Nada menos do que 57% da população brasileira concorda que a fiscalização e o combate à sonegação devem ser fortalecidos e priorizados pelos governos. Quanto à relação entre tributos e redistribuição, 67% das pessoas defendem que o Estado deve agir para reduzir as diferenças entre ricos e pobres, sendo que 41% são a favor de que este propósito se efetive por meio do aumento de impostos sobre herança e renda dos mais ricos, para apenas 30% de opiniões contrárias. Há, igualmente, uma rejeição pronunciada a condutas como a compra de mercadorias sem a emissão de nota fiscal ou a obtenção de descontos para consultas médicas particulares sem a emissão de recibo. Estes dados são ainda mais instigantes quando contrastados com as seguintes informações: 60% dos entrevistados declaram pagar uma quantidade muito alta de impostos, 71% entendem que recebem do governo menos do que pagam e 68% acreditam que a sociedade se beneficia pouco ou nada com as somas arrecadadas. Este achado sugere que as pessoas diferenciam o momento da arrecadação – entendido como justo e moralmente positivo – da gestão que os governos posteriormente realizam. Em síntese, há um sentimento solidário de se contribuir para o público e o comum, que não é abalado nem mesmo diante de uma frustração com a má atuação do Estado. Detalhes da pesquisa podem ser encontrados em www.sociologiafiscal.com.

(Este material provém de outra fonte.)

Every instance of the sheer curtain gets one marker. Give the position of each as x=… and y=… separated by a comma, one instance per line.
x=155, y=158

A tributação, antes de uma luta entre fisco e contribuinte, é percebida pela população brasileira como uma dinâmica colaborativa, por meio da qual a sociedade estabelece e alcança objetivos associados a preferências eleitorais ou direitos fundamentais, como a redução das desigualdades. A descoberta deste ambiente social permite um giro no debate sobre a reforma tributária, uma vez que parlamentares e governantes saberão que medidas como tributos progressivos sobre a renda ou o patrimônio e aumento do esforço fiscal exigido dos mais ricos são, além de promissoras socialmente, populares e eleitoralmente proveitosas para quem as adota.